Hollywood film director James Cameron looks set to become a Guinness World Record holder for the second time, after reaching the bottom of the Mariana Trench, the deepest point in the oceans.
According to reports, the movie maker travelled at 26,700 feet an hour (about 5 mph) in his one-man submarine Deepsea Challenger in order to dive seven miles below the ocean's surface.
The Trench, situated just off the coast of the Pacific island of Guam, measures a massive 120 times larger than the Grand Canyon and is more than a mile higher than Everest is tall.
Guinness World Records is currently awaiting evidence before ratifying a record, although Cameron's feat certainly puts him in line for the title of deepest manned dive, equalling the record set by US Navy Lt Don Walsh and Swiss oceanographer Jacques Piccard in 1960.
The Walsh/Picard mission saw the pair spend 20 minutes on the ocean floor in a deep-sea submersible calledTrieste.
Cameron could also lay claim to the deepest solo dive as well as the deepest tweet ever sent after sending a message declaring that he had reached the ocean's deepest point to his followers on Twitter.
With the sea bed illuminated by the lights on his submarine, Cameron was able to see out on to the desolate underwater landscape from a small window, describing the sea floor as "devoid of sunlight, devoid of any heat, any warmth".
The pressure was so great that it squeezed the height of his submersible vehicle by three inches.
Little in the way of life was immediately visible with the only creatures perceptible near the bottom being tiny shrimp-like arthropods. Cameron said further exploration would be required to discern what other organisms might live at the ocean's surface.

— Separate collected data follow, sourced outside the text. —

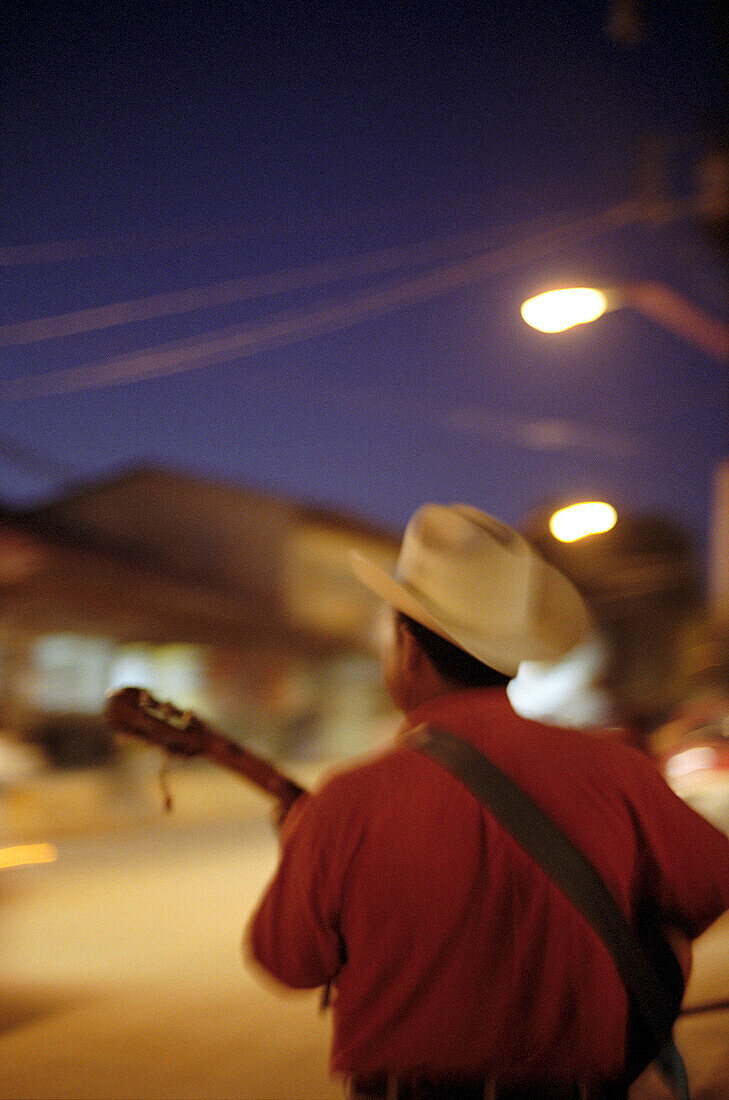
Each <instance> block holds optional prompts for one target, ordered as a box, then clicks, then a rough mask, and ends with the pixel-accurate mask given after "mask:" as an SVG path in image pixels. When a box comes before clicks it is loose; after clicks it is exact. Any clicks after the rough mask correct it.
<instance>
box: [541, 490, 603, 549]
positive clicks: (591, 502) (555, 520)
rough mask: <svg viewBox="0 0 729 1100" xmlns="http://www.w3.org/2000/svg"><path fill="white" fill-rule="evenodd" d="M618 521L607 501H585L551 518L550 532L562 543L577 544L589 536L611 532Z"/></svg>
mask: <svg viewBox="0 0 729 1100" xmlns="http://www.w3.org/2000/svg"><path fill="white" fill-rule="evenodd" d="M617 520H618V514H617V511H616V510H615V508H614V507H612V505H611V504H606V502H605V500H583V502H581V503H579V504H570V505H567V507H565V508H560V509H559V510H557V511H555V513H553V515H552V516H551V517H550V531H551V532H552V535H553V536H554V538H555V539H559V541H560V542H576V541H577V539H584V538H585V537H586V536H587V535H601V533H603V532H604V531H610V530H612V528H614V527H615V525H616V522H617Z"/></svg>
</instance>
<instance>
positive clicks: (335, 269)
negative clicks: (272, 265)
mask: <svg viewBox="0 0 729 1100" xmlns="http://www.w3.org/2000/svg"><path fill="white" fill-rule="evenodd" d="M485 239H486V231H485V230H482V231H479V232H470V233H461V234H457V235H455V237H451V238H444V239H438V240H431V241H426V242H422V243H419V244H412V245H398V246H396V248H391V249H380V250H377V251H374V252H367V253H364V254H361V255H357V256H352V257H350V259H340V260H333V261H323V262H319V263H314V264H309V265H307V266H305V267H290V268H286V270H284V271H279V272H272V273H269V274H264V275H253V276H246V277H243V278H236V279H229V281H227V282H221V283H214V284H210V285H208V286H199V287H191V288H189V289H185V290H172V292H168V293H165V294H155V295H150V296H147V297H144V298H130V299H128V300H124V301H115V303H110V304H109V305H106V306H93V307H91V308H88V309H77V310H74V311H71V312H67V313H56V315H53V316H48V317H40V318H35V319H33V320H30V321H12V322H9V323H7V324H0V346H2V348H8V346H18V345H21V344H30V343H37V342H41V341H44V340H55V339H59V338H63V337H69V335H79V334H81V333H87V332H96V331H99V330H101V329H108V328H113V327H115V326H120V324H132V323H135V322H139V321H144V320H151V319H153V318H159V317H169V316H173V315H175V313H187V312H190V311H192V310H199V309H209V308H212V307H216V306H221V305H229V304H232V303H236V301H246V300H247V301H251V300H253V299H256V298H264V297H267V296H270V295H274V294H281V293H285V292H290V290H301V289H309V288H311V287H316V286H322V285H324V284H327V283H335V282H338V281H340V279H344V278H352V277H357V276H366V275H379V274H383V273H384V272H390V271H394V270H395V268H397V267H401V266H405V265H406V264H415V263H427V262H430V263H432V262H433V261H434V260H442V259H445V257H446V256H449V255H453V254H454V253H460V252H468V251H473V250H474V249H477V248H481V249H483V246H484V242H485Z"/></svg>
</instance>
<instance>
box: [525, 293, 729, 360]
mask: <svg viewBox="0 0 729 1100" xmlns="http://www.w3.org/2000/svg"><path fill="white" fill-rule="evenodd" d="M621 308H629V309H636V310H638V311H639V312H641V313H643V316H645V317H649V318H650V319H651V320H652V321H655V322H656V323H658V324H660V326H662V327H663V328H664V329H669V330H670V331H671V332H673V333H674V334H675V335H677V337H681V339H682V340H685V341H687V342H688V343H691V344H693V345H694V346H696V348H700V350H702V351H704V352H706V353H707V354H708V355H710V356H711V357H713V359H718V360H721V361H722V362H728V361H729V324H727V322H726V321H721V320H718V319H717V318H716V317H711V316H710V315H709V313H707V312H705V311H704V310H703V309H702V308H700V307H699V306H697V305H696V304H695V303H693V301H689V300H688V299H687V298H684V297H683V295H681V294H677V292H676V290H672V289H671V287H669V286H665V285H664V284H663V283H622V284H620V285H618V286H610V287H601V288H597V287H585V286H582V287H562V288H560V289H555V290H548V292H545V293H544V294H539V295H537V296H535V297H533V298H529V299H528V300H527V301H524V304H523V305H522V307H521V316H522V318H523V319H524V321H526V322H527V324H530V326H531V327H532V328H534V329H539V330H540V332H563V331H564V330H565V329H568V328H573V327H574V326H575V324H585V323H588V322H589V321H594V320H597V318H598V317H601V316H603V313H605V312H608V311H610V310H614V309H621Z"/></svg>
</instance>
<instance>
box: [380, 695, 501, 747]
mask: <svg viewBox="0 0 729 1100" xmlns="http://www.w3.org/2000/svg"><path fill="white" fill-rule="evenodd" d="M474 714H478V716H479V718H482V719H483V718H486V719H488V718H496V717H498V716H499V715H509V716H511V717H513V708H512V706H511V704H510V703H509V697H508V695H507V693H506V687H465V689H462V690H456V691H450V692H445V693H443V694H442V695H435V696H434V697H433V698H430V700H428V702H427V703H421V704H420V706H417V707H416V708H415V709H412V711H410V712H408V714H406V716H405V719H404V722H402V725H401V726H400V729H399V734H400V735H404V734H407V733H408V731H409V730H410V729H415V727H416V726H420V725H421V724H422V723H430V724H431V725H434V726H439V725H441V726H444V727H445V728H446V729H448V728H452V727H455V728H456V729H457V728H460V727H462V726H463V725H464V723H465V725H466V726H467V725H470V723H471V722H473V717H474Z"/></svg>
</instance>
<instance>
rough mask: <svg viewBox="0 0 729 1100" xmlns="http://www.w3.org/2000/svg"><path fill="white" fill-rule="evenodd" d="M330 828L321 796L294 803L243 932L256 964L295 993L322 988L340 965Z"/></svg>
mask: <svg viewBox="0 0 729 1100" xmlns="http://www.w3.org/2000/svg"><path fill="white" fill-rule="evenodd" d="M331 825H332V807H331V806H330V805H328V802H327V800H325V799H324V798H322V795H320V794H319V795H317V794H313V795H310V794H305V795H301V796H300V798H299V799H298V800H297V801H296V803H295V804H294V806H292V809H291V810H290V811H289V813H288V814H287V816H286V818H285V820H284V824H283V826H281V833H280V842H281V850H280V860H279V864H278V869H277V871H276V873H275V876H274V878H273V880H272V882H270V883H269V886H268V888H267V889H266V891H265V893H264V895H263V899H262V901H261V903H259V905H258V909H257V910H256V912H255V913H254V915H253V917H252V920H251V923H250V925H248V928H247V931H246V946H247V947H248V948H250V950H251V953H252V955H253V957H254V958H255V959H256V961H257V963H258V964H259V965H261V966H263V967H264V969H265V970H267V971H268V972H269V974H270V975H273V977H274V978H277V979H278V980H279V981H281V982H284V983H285V985H287V986H290V987H292V988H295V989H311V988H314V987H317V986H323V985H327V983H328V982H330V981H332V980H333V979H334V978H335V977H336V975H338V974H339V970H340V969H341V966H342V964H343V961H344V949H343V945H342V941H341V935H340V932H339V906H340V894H341V891H340V887H339V881H340V876H339V873H338V856H339V853H338V851H336V850H335V849H336V845H332V843H331ZM333 848H334V850H332V849H333Z"/></svg>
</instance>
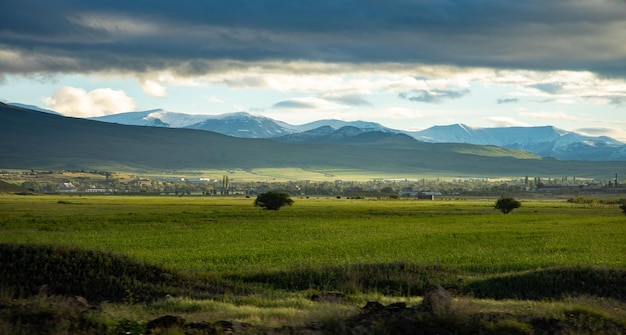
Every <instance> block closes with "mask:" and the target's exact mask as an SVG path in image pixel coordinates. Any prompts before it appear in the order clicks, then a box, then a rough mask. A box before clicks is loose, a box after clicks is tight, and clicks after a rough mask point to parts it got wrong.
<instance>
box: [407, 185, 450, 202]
mask: <svg viewBox="0 0 626 335" xmlns="http://www.w3.org/2000/svg"><path fill="white" fill-rule="evenodd" d="M399 193H400V196H401V197H416V198H417V199H425V200H435V196H441V195H442V194H441V192H431V191H414V190H413V189H411V188H403V189H402V190H401V191H400V192H399Z"/></svg>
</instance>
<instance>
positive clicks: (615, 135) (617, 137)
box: [574, 127, 626, 142]
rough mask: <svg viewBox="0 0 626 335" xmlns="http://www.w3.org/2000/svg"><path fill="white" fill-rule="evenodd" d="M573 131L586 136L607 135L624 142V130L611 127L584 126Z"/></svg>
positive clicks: (625, 132)
mask: <svg viewBox="0 0 626 335" xmlns="http://www.w3.org/2000/svg"><path fill="white" fill-rule="evenodd" d="M574 131H575V132H578V133H581V134H583V135H588V136H609V137H612V138H614V139H616V140H619V141H622V142H626V130H624V129H620V128H612V127H586V128H579V129H575V130H574Z"/></svg>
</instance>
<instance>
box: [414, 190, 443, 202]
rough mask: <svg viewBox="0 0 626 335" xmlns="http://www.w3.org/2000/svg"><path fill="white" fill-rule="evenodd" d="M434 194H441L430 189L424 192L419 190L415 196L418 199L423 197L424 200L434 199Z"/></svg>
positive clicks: (436, 195)
mask: <svg viewBox="0 0 626 335" xmlns="http://www.w3.org/2000/svg"><path fill="white" fill-rule="evenodd" d="M435 196H438V197H439V196H441V192H430V191H426V192H419V193H417V198H418V199H424V200H435Z"/></svg>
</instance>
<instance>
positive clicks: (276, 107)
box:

"When I got to the bottom ... it was completely featureless and uniform," he said. "My feeling was one of complete isolation from all of humanity. ... More than anything, [it's] realizing how tiny you are down in this big, vast, black, unknown and unexplored place."
The 57-year-old already holds the record for the director of most movies to gross over $1 billion, while his 3D science fiction epic Avatar holds seven world records including highest box-office film gross.

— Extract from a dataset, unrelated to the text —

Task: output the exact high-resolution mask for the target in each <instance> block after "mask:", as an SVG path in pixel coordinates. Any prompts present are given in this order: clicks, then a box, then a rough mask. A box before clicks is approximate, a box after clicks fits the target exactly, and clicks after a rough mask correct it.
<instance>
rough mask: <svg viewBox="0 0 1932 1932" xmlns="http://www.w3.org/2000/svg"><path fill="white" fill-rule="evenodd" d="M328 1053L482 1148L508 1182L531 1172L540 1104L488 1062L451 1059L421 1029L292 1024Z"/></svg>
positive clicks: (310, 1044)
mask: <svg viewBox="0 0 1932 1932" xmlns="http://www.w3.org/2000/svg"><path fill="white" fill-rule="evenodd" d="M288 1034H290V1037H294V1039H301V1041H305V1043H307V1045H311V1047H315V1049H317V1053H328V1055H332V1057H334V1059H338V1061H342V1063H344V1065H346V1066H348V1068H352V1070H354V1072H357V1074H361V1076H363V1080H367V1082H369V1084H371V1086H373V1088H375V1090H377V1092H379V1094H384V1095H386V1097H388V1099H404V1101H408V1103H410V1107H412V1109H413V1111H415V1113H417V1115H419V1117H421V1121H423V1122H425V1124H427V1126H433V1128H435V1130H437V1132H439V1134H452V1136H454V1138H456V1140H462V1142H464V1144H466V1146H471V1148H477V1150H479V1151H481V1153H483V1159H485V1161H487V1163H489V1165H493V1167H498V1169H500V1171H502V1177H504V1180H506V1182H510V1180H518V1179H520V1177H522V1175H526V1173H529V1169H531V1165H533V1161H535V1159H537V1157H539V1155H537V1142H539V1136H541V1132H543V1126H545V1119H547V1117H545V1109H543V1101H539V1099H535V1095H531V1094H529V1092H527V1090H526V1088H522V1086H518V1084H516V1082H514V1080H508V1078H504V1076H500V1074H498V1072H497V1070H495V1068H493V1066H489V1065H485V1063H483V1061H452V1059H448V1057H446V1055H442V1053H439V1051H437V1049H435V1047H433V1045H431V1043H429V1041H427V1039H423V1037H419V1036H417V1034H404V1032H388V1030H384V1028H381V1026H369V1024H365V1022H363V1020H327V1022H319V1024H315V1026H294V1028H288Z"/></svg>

"Ocean trenches really are our planet's final frontiers," said Guinness World Records Editor-in-Chief Craig Glenday, "and Cameron's fantastic voyage - the first in more than 50 years - will help us all learn more about the mysteries of this uncharted world.
"His passion for the ocean, and his dedication and drive to succeed, makes him a record-breaker who will rightly take his place among the world's greatest explorers."
Cameron's dive was part of a joint scientific expedition by Cameron, the National Geographic Society and watch makers Rolex.
He says he plans to return to the Trench in the near-future for further exploration as well as taking samples from the ocean's surface floor in order to aid scientific research.